One afternoon, whilst helping to collect water from the stream a woman had appeared on the meadow. She was wearing only a few of large knitted shawls, that Carlo had seen elsewhere in the village, beneath which she looked emaciated, grey skin, smeared and dark with mud. She walked toward the stream. The people there moved away, quietly. Someone whispered to Carlo, “she has come from The Place of All Trails.”

She stepped into the icy stream, letting the mud and silt wash off. After a while she began to smile, and her body loosened a tension it had been holding. She looked around at the people standing nearby, smiling and nodded to them. Her gaze pausing a moment on Carlo, before she left the stream and walked back toward the village.

A few days later there was a celebration for the woman’s return. A feast, dancing and music.

By this time Carlo had pieced together from the fears of the children and overheard fragments of gossip between adults, the ritual of passage into the cave was undertaken periodically by adults. It appeared to be a personal choice, not a requirement of life in 𝛕 but respected and celebrated when it was accomplished. After the scene at the stream he had asked some question, to be met only with, “The Place of All Trails = 0 place of Carlo.” It was spoken quietly and with the musical lilt and smile that seemed to accompany all 𝛕-speech, and yet it was clearly a warning.

A great fire was built, a pyre burning atop a dais of broken ceramics. It was a time of cleansing and the broken pieces that had been collected were added to by the breaking of perfectly good tools and pots.

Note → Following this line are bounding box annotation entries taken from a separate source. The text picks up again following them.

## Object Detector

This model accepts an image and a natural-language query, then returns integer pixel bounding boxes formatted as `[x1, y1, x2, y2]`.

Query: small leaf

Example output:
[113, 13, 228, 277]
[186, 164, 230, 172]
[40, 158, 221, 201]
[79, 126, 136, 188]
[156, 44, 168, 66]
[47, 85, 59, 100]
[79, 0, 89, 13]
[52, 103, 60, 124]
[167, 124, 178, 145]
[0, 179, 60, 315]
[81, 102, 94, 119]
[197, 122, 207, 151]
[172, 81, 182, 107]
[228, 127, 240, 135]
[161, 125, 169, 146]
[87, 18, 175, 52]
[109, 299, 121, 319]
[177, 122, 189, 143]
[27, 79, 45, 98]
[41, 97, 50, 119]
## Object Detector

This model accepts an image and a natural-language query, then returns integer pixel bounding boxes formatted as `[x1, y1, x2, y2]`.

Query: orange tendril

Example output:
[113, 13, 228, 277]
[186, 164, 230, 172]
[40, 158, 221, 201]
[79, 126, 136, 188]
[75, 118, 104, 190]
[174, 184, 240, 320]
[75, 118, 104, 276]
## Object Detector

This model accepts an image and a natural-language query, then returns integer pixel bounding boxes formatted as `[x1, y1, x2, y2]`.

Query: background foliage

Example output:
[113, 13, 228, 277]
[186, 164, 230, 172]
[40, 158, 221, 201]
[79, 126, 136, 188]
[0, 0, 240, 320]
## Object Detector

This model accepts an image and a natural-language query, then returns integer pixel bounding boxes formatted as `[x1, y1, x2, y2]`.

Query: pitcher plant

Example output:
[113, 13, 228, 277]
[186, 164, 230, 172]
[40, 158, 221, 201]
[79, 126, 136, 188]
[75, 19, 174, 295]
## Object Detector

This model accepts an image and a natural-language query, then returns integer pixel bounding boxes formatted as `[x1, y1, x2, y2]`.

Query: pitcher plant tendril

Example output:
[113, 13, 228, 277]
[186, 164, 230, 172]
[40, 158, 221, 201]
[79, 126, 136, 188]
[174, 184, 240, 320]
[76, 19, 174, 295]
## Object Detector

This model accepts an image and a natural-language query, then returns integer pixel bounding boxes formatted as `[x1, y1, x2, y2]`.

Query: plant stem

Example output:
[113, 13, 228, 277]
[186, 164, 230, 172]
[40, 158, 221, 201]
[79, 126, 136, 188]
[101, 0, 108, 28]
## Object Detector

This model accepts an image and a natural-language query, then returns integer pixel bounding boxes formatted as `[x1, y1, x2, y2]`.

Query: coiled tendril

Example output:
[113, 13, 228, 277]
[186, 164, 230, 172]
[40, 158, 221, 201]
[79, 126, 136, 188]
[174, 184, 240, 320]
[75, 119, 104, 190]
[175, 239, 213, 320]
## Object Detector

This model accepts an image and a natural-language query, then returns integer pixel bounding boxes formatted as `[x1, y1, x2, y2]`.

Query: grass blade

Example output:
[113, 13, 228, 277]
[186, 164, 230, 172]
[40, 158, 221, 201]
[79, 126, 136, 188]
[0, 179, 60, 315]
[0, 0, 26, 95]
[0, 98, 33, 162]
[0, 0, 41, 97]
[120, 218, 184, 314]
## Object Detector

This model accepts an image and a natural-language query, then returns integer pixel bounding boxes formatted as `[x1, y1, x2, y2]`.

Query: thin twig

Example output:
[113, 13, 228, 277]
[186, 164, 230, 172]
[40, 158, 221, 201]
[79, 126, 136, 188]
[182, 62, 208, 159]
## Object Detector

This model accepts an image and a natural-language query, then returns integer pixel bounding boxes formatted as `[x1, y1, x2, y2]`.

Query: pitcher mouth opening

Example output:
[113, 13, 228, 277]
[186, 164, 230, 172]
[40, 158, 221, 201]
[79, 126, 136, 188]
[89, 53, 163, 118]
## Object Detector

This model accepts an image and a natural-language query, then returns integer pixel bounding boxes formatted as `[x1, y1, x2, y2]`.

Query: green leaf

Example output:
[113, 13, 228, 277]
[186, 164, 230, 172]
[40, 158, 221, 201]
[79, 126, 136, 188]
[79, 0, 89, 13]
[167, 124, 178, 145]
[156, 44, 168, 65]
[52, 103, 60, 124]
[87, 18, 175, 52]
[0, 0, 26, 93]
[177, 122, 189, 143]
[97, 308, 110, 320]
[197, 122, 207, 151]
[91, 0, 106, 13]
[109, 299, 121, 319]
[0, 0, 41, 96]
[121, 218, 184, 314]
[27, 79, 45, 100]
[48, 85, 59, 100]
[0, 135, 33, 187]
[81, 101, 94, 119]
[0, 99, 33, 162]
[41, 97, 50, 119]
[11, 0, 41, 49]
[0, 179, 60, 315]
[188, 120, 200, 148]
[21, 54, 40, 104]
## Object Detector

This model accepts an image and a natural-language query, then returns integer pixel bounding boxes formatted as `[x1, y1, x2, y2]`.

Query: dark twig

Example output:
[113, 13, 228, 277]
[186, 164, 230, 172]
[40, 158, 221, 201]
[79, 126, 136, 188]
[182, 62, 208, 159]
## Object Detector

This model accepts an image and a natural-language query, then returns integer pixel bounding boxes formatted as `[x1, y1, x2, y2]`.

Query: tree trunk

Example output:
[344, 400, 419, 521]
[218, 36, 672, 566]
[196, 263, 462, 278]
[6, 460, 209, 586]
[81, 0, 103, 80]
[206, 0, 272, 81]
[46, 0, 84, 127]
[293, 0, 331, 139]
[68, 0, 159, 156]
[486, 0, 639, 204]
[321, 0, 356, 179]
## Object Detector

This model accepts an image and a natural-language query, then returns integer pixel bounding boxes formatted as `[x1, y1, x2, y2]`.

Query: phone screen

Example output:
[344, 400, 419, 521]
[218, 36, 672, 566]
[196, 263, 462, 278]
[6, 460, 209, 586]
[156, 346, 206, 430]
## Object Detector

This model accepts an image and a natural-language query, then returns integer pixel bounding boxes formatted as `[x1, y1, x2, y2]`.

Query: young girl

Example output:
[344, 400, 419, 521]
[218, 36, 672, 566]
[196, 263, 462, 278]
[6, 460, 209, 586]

Large fires were surely rare, as they would sooner or later attract attention from the outside world, and yet if this was a fear for the villagers, they didn’t show it. When the fire had started there was a large feast. Food, which was usually cooked and consumed by the families individually within their homes was brought out and shared around. Several people took charge in distributing the food across a quiver, that the children had been tasked with drawing earlier in the day. It was a form of performance in which the food was shared out seemingly according to the random balance of the quiver and yet it was manipulated such that each person was fully satisfied, irrespective of their portion size. Most of the villagers were wearing specially woven shawls. One had been given to Carlo to wear for the day. It was heavy and beautifully complicated. The festivities had been accompanied all day by the grappa that was distilled there in the village, and by the time evening had fallen, Carlo was absorbed in the play of the firelight on the various beads and markers that adorned each knot of his shawl, and following the various paths created by ribbons of material.

There was, of course, music and dancing also. The songs he had started to learn from working alongside the farmers or foragers. They worked like much of the speech as a movement around a quiver of words. They were clearly practiced often, and everybody knew their part and place. They seemed to be using a form based around perhaps, four vertices, the vectors between them changing and shifting, constructing the next verse.

The woman who had been in the cave, whose name was Emmy, had been absent until the sun had long vanished from the sky and it was only stars and indigo, except for the black smudge of smoke that danced against it. A space was made for Emmy within the singers. There, she began a dance. With this she was drawing a map, of a new quiver. The singers were singing the movement, the musicians playing their instruments faster, faster. It was a new thought - a gift from the cave.

In a sense the traditional thought of an expanding attention, a focus always toward the infinite, macro or micro, which struck Carlo now as something horizontal, was, in 𝛕, ignored in favour of the vertical. The stacking or mining for correlating diagrams, the relationships between these tracings and the palimpsest reading of everything together at once.

Of course no one had known that 𝛕 would be as it was. Carlo had expected to find mathematicians. They had all died, but the maths survived. He hadn’t foreseen that their break from society would even allow such a radical rebuilding of community and shared belief. Perhaps they were fortunate to share a belief in algebra - something more concrete than love, freedom, happiness, which it seems they mostly found as well. Perhaps it had not happened overnight. Perhaps the 𝛕 cross really was a crucifix - the forgotten grave of a shepherd, or something forged by someone who held both maths and Jesus in their heart. The buildings and large scale quivers were always aligned, projectives eastward, saluting the rising sun or in reverence to Mecca. Maybe they had abandoned Gods - recognising them as they overseers of the endless wars and weaponisation of their research. Or perhaps it was whilst fishing in the stream, making nets for their first time, and finding comfort and joy in their proximity to a language they could understand.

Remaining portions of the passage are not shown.